In this embodiment, instead of the transparent plate 12 of the above embodiment, a chamber 24 made of synthetic quartz covers the opening 11 of the table 5, and an ultraviolet lamp 19 is arranged in the chamber 24. An illuminance monitor 23 and an ozone introducing pipe 25 are attached to the chamber 24.

In the illustrated example, the stage can be moved up and down, but the stage 9 is integrated with the table 5, and the substrate W is loaded onto the stage 9 from the side by a transport mechanism such as a conveyor. You may do it.

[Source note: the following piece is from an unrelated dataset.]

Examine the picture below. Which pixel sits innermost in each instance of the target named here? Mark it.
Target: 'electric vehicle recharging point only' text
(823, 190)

(Effects of the Invention) FIG. 3 is a graph showing the relationship between the amount of ozone required to release the organoradicals when the heating member is held at 200 ° C. and the treatment time. According to the invention, the time required for stabilization is greatly shortened in proportion to the ozone concentration. Therefore, it is desirable that the ozone concentration be as high as possible, but in reality, the concentration of ozone generated by a commercially available ozone generator is about 15%, but this is still sufficient. Further, it can be stabilized even if the processing temperature is lowered, and the multilayer wiring of LSI can be miniaturized.

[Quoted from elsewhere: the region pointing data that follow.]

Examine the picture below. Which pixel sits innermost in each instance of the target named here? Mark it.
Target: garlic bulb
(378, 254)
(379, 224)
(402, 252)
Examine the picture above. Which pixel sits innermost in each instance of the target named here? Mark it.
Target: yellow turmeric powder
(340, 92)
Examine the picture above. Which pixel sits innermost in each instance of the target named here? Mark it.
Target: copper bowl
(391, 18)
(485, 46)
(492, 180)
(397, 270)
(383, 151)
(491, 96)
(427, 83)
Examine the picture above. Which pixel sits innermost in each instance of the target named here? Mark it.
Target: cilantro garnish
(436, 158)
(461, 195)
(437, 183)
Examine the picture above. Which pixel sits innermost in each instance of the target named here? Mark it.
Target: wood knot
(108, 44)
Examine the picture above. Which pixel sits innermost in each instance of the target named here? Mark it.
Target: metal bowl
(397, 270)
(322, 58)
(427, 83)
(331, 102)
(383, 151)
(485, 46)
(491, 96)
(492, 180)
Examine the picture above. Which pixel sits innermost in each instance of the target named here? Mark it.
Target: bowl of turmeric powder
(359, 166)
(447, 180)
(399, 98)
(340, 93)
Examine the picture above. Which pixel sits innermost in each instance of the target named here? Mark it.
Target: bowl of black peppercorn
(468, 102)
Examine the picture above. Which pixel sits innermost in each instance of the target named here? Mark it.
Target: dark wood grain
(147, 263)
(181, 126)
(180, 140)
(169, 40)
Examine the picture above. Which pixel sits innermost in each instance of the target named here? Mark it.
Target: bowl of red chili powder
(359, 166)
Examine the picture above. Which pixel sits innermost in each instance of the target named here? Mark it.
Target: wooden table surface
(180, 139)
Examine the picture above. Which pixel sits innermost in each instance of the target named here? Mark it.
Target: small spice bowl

[Brief description of drawings]

FIG. 1 is an overall view of a silicon oxide film forming apparatus according to the present invention, FIG. 2 is a cross-sectional view of an essential part of another embodiment, FIG. 3 is a graph showing the relationship between the amount of ozone and processing time, and FIG. (A) and (B) are structural formulas of the organosilicon polymer and the silicon oxide film. In the drawing, 5 is a table, 9 is a stage, 10 is a heating member, 12 is a transparent plate, 13 is an exhaust passage, 16 and 25 are ozone supply passages, 19 is an ultraviolet lamp, and 24 is a chamber.

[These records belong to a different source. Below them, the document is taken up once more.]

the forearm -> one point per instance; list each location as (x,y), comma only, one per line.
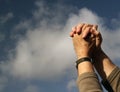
(103,64)
(87,79)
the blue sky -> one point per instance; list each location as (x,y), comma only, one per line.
(36,52)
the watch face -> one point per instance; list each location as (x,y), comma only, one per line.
(88,59)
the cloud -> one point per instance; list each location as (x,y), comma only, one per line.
(71,85)
(4,19)
(46,51)
(3,82)
(31,88)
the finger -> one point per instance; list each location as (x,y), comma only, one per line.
(79,28)
(86,25)
(95,27)
(94,30)
(71,34)
(86,32)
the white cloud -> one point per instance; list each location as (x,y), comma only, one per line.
(46,51)
(4,19)
(71,85)
(31,88)
(3,82)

 ─────────────────────────────────────────────────── ─── Continuation of the front page (72) Inventor Akira Hashimoto 474-6 Kuriki-cho, Isogo-ku, Yokohama-shi, Kanagawa Prefecture (72) Toshihiro Nishimura 5-19-4 Oda, Kawasaki-ku, Kawasaki-shi, Kanagawa

Claims (3)

[Claims] 1. A substrate on which an organosilicon film is formed is set in a processing chamber, a gas containing 1 vol% or more of ozone is introduced into the processing chamber, and the organosilicon film is irradiated with ultraviolet rays while heating the organosilicon film. A method for forming a silicon oxide film, characterized in that a silicon oxide film is used. 2. A table having an opening, a stage for mounting a substrate which seals the opening and is provided with a heating member, a transparent plate which seals the upper part of the opening, and an upper part of the transparent plate. Apparatus for forming a silicon oxide film, which is provided with an ultraviolet lamp disposed in the chamber, a vacuum exhaust passage, and an ozone supply passage. 3. A table having an opening, a substrate mounting stage that seals the opening and includes a heating member, a chamber fixed on the table so as to cover the opening, and the chamber. An apparatus for forming a silicon oxide film, comprising: an ultraviolet lamp disposed inside; an exhaust passage inside a chamber; and an ozone supply passage for introducing ozone into the chamber.